Raptis also clarified that the India operation is unique. Never before has the company had to set up systems in a country as large as India while also dealing with motorcycle made there. That and Indian regulatory requirements are part of why there is a delay.
BMW Motorrad is creating the Indian network from scratch and currently only sells a handful of the big-engine models that come from Germany. The smaller Thai models and the smallest Indian-made models are still missing from the range. The concern appears to be that the launch of the R and the GS and the expectation of great demand even if the prices are high might put BMW Motorrad India behind the quality curve in terms of customer satisfaction.

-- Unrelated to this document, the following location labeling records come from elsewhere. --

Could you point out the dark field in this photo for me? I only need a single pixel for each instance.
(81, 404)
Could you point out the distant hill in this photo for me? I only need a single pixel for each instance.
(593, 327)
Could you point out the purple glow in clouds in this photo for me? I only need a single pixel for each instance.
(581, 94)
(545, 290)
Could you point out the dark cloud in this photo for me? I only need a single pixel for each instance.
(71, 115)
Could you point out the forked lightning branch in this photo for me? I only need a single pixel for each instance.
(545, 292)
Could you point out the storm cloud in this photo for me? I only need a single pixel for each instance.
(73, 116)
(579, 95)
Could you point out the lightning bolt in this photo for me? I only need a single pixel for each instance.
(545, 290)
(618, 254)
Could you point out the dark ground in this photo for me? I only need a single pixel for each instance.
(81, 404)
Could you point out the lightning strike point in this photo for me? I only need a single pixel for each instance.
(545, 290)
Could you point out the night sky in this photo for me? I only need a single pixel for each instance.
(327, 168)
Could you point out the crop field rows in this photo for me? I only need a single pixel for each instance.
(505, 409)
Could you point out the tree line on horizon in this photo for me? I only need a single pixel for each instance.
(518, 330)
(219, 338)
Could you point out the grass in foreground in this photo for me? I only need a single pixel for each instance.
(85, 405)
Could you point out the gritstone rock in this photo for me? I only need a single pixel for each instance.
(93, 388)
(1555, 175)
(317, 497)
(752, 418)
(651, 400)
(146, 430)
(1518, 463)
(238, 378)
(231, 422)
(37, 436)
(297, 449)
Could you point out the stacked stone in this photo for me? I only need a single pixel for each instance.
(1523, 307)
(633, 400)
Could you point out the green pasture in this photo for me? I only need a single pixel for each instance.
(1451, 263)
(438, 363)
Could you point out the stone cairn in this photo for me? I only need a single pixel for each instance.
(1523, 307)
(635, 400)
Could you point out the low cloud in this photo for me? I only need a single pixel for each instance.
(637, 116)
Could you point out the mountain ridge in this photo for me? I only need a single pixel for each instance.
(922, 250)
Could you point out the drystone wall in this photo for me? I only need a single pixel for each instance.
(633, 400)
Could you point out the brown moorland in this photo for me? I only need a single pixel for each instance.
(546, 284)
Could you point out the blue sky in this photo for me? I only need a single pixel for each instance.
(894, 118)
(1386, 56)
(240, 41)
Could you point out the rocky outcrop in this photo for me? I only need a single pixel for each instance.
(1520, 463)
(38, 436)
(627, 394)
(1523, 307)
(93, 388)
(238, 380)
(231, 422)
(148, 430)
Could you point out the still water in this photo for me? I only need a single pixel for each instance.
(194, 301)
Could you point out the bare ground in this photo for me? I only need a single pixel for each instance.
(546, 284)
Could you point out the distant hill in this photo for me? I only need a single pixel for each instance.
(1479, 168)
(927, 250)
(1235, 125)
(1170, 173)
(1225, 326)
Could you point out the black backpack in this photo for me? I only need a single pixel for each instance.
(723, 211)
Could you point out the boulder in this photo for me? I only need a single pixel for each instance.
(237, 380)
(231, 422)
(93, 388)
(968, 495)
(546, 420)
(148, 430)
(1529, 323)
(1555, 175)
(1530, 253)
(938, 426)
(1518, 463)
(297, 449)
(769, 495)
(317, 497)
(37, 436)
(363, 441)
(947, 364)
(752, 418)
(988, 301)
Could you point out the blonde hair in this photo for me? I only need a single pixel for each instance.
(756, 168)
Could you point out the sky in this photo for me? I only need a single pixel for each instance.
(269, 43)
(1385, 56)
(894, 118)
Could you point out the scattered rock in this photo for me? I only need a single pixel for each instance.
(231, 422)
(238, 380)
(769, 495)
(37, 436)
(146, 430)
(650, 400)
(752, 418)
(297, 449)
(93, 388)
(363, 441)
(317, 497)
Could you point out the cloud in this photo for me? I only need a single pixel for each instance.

The need to and the seriousness about nailing every part of the BMW experience for Indian customers is an admirable goal. Especially in an environment where Indian customers routinely complain of high service costs when the actual cost versus other markets are very low. However, BMW Motorrad might be rubbing a whole bunch of enthusiasts who have set their sights on the 310s as their next dream wheels. The wait is frustrating. One cannot fault BMW Motorrad India either.
The Indian premium motorcycle market is just about getting going and will be one of the world's most important premium motorcycle markets in the years to come. Unfortunately for the enthusiast, while the motorcycles are fast and flashy, the motorcycle markets itself is neither of those two. It's a long game.
We're as frustrated as you are at how slowly BMW Motorrad India is moving and we wish they'd hurry up. But the BMW-TVS platform has the potential to be transformative to the German company in its global product spread, its sales volumes and much more. It's but natural that they'd want their strategy perfected and timed well.